The straight line F is defined as a straight line connecting the points 6 and 7. here,
Point 6 (1.0, 0.01)
Point 7 (6.5, 3.50)
It is.

  The straight line G is defined as a straight line of [Ni] = 6.5. Here, the element content at the point p corresponding to the intersection of the straight line G and the straight line C is approximately p (6.5, 8.7).

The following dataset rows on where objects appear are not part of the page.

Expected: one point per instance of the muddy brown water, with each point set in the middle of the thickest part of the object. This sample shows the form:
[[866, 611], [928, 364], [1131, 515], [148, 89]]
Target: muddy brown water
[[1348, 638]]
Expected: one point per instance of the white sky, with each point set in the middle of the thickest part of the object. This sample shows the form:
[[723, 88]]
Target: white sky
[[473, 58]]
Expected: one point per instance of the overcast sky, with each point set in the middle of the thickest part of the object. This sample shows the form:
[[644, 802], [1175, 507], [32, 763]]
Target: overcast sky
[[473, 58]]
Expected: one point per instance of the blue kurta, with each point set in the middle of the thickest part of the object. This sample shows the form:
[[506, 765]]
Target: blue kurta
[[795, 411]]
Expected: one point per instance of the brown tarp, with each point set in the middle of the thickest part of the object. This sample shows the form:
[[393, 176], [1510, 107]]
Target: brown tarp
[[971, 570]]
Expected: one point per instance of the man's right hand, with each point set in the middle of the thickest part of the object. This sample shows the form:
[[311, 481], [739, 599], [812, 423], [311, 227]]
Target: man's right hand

  Here, the reason why the straight lines F and G are defined will be described.

・ Line F
By setting the content of Ni, Al, or the like to a value defined by the straight line F or more, the α phase can be easily maintained in the crystal structure. As a result, the coercive force Hc can be kept low. In particular, it becomes easy to suppress to a low level of Hc ≦ 500 A / m. For example, even if heat treatment is performed at 850 ° C., which is a general temperature for magnetic annealing of electromagnetic steel sheets, the α phase can be maintained at a high level. When the content of Ni and / or Al or the like is smaller than the value defined by the straight line F, an α phase + γ phase or a martensite phase is likely to be generated, and the coercive force Hc is increased. When this is performed, the soft magnetic properties are hardly expressed.

・ Line G ([Ni] = 6.5)
By setting [Ni] ≦ 6.5, it is particularly easy to ensure a high saturation magnetic flux density of B30000 ≧ 1.7T. When [Ni]> 6.5, even if Hc ≦ 500 A / m can be ensured, it may be difficult to achieve both B30000 ≧ 1.7T.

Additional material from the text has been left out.